What lessons can be drawn from the European management of the Greek crisis?
That the “small steps” method is now over, in that it has an ever-increasing cost, to ever-declining and precarious results. The third Greek adjustment programme is not yet complete, and we are already talking about a fourth. To use the phrase of the German academic Wolfgang Streeck: We are buying time at an increasingly prohibitive cost. This is simply not sustainable, either economically or politically.
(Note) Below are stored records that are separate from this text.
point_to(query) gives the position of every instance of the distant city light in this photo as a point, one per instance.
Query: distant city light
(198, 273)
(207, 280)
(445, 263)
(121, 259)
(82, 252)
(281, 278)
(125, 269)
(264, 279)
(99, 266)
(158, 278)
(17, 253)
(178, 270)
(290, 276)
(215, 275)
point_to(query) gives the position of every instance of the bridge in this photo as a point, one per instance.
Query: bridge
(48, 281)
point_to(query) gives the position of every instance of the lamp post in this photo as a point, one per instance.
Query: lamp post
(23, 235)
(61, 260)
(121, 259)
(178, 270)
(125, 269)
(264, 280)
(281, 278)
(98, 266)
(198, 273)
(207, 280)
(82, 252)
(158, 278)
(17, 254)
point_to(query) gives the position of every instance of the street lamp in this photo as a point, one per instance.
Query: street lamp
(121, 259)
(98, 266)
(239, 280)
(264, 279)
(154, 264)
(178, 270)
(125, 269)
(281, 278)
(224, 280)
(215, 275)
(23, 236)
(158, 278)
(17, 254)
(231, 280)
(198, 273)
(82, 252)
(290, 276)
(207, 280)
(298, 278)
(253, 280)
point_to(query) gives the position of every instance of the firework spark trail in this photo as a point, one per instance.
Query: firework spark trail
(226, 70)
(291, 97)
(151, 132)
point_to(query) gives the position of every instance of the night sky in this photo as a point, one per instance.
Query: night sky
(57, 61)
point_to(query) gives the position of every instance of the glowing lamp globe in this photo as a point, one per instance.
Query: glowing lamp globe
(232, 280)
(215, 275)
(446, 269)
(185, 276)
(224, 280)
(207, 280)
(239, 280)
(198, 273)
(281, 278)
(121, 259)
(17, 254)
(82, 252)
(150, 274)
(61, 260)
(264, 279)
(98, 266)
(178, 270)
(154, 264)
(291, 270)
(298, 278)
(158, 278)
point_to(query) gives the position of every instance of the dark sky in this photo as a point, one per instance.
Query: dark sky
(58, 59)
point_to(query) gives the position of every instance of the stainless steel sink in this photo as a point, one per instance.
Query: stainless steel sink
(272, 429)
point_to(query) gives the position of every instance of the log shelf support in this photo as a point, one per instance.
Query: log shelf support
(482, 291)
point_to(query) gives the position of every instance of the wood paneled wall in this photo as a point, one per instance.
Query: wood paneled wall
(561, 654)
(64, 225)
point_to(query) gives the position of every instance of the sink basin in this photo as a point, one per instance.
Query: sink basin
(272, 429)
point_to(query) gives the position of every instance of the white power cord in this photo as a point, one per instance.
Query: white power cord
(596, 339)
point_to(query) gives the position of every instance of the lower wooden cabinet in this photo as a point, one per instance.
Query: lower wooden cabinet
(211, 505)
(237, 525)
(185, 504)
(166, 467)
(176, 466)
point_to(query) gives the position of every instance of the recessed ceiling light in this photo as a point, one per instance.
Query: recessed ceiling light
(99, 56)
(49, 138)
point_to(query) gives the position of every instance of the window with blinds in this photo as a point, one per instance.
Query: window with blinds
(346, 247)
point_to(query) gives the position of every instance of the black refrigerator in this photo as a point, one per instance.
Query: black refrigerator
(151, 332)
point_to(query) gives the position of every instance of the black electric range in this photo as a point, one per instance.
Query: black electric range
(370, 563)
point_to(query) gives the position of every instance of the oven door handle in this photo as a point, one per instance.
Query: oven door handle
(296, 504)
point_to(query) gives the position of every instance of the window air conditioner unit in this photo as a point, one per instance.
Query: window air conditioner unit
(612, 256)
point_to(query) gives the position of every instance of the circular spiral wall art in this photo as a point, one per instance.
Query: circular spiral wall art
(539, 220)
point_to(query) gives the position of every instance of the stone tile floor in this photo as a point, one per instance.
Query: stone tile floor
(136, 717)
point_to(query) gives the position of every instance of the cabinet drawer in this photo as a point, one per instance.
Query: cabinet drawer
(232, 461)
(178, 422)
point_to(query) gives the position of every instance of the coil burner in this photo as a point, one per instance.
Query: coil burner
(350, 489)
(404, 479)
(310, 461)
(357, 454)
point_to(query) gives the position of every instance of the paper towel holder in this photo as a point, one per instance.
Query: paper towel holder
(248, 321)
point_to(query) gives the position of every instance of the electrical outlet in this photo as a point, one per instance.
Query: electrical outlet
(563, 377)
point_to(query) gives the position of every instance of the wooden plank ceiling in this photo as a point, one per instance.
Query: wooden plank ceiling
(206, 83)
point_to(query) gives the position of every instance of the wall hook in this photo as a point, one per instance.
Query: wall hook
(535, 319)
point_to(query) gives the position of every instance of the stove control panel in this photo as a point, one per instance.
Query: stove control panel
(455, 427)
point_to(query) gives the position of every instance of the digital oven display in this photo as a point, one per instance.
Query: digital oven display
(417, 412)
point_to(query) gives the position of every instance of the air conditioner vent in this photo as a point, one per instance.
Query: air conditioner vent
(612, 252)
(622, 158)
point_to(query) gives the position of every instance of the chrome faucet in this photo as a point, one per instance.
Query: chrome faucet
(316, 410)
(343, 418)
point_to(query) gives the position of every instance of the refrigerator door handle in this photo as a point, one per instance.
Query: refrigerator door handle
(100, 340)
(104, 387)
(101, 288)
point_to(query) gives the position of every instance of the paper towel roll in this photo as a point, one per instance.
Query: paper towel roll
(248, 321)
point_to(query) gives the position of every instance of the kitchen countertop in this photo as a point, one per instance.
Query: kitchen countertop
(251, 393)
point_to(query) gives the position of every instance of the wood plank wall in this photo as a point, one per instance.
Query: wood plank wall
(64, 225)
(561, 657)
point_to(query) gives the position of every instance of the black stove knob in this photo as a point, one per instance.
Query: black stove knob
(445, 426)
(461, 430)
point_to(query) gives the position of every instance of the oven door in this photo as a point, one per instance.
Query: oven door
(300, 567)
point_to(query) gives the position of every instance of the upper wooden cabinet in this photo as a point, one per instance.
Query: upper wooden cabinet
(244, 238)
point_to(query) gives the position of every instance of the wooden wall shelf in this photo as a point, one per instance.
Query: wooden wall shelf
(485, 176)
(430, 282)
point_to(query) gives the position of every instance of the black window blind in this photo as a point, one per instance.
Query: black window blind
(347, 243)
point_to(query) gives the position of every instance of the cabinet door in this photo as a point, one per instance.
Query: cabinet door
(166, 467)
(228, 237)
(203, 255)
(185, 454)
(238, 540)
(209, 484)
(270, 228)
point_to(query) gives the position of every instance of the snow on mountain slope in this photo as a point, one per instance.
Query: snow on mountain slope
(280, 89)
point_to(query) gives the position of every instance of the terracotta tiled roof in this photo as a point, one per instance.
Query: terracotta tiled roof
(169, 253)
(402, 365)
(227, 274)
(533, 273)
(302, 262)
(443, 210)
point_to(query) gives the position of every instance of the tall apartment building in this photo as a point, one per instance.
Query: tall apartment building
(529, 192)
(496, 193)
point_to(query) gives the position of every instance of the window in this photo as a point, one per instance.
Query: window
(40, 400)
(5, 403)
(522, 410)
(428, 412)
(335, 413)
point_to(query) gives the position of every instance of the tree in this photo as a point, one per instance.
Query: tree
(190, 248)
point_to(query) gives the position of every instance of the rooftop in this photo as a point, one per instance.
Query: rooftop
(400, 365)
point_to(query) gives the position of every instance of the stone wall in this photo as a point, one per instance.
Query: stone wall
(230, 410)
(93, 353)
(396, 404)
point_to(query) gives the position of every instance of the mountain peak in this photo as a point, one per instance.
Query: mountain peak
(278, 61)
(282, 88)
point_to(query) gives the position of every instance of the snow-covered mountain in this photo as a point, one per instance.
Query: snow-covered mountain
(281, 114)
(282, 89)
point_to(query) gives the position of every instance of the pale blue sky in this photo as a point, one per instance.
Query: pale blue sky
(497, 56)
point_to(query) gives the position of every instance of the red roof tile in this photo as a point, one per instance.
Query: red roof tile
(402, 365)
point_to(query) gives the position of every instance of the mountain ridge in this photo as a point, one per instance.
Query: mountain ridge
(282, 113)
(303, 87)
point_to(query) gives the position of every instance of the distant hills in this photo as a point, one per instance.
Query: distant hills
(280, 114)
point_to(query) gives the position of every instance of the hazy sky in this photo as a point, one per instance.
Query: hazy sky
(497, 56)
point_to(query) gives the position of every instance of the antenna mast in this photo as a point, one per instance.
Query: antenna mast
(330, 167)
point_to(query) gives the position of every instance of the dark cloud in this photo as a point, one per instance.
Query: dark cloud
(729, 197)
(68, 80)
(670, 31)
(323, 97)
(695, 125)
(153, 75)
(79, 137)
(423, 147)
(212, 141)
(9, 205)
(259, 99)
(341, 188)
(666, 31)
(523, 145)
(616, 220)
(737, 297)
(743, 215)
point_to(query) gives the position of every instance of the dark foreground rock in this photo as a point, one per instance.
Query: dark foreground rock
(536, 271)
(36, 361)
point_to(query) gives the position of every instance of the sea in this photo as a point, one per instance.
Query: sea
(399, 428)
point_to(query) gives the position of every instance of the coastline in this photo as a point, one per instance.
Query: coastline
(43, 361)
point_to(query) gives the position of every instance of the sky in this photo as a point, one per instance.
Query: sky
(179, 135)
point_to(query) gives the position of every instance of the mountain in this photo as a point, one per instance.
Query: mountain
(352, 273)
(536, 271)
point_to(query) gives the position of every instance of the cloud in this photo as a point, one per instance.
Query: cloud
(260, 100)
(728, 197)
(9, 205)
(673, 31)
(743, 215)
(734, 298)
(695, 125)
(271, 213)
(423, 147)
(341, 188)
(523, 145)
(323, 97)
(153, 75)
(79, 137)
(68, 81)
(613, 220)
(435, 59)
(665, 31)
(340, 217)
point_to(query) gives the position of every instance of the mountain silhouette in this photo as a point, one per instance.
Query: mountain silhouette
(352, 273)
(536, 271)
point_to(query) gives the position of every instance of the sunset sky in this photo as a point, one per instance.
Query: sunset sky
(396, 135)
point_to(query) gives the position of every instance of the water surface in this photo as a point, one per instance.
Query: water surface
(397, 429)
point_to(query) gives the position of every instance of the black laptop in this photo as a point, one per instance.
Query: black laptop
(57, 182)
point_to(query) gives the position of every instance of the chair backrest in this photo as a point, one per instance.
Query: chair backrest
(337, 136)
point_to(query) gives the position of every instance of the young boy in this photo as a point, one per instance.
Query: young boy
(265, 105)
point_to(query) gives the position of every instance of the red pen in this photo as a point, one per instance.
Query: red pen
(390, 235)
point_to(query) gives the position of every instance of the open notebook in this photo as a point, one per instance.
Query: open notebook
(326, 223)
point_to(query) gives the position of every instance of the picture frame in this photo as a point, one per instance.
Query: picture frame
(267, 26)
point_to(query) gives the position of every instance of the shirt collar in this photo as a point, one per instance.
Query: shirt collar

The very nature of the situation calls, sooner or later, for a definite response: exit / implosion of the euro area or debt mutualisation and wealth transfers, that is to say the choice between a Europe of dissatisfaction, the primary characteristic of which is the over-juridification of relations between member-states, with its share of humiliations and deadlocs, or Europe as a genuine democratic public power that creates common good.
It should be noted that a union of transfers already exists: it is called the internal market and it manages massive flows of wealth (capital, industry, technology, human resources, etc.) between member-states, but it does so according to the principle of competition between private interests, and this generates a dynamic aggregation of wealth in only one center, say Germany and the German bloc. A Europe of democratic political power is intended to institute a counter-union of transfers by distributing wealth according to a reverse, centrifugal dynamic, from the center to the periphery (territorial and social), according to the principle of electoral contest for the definition of general interest.
*Interview to Costas Mavroidis, translated by Ioulia Livaditi.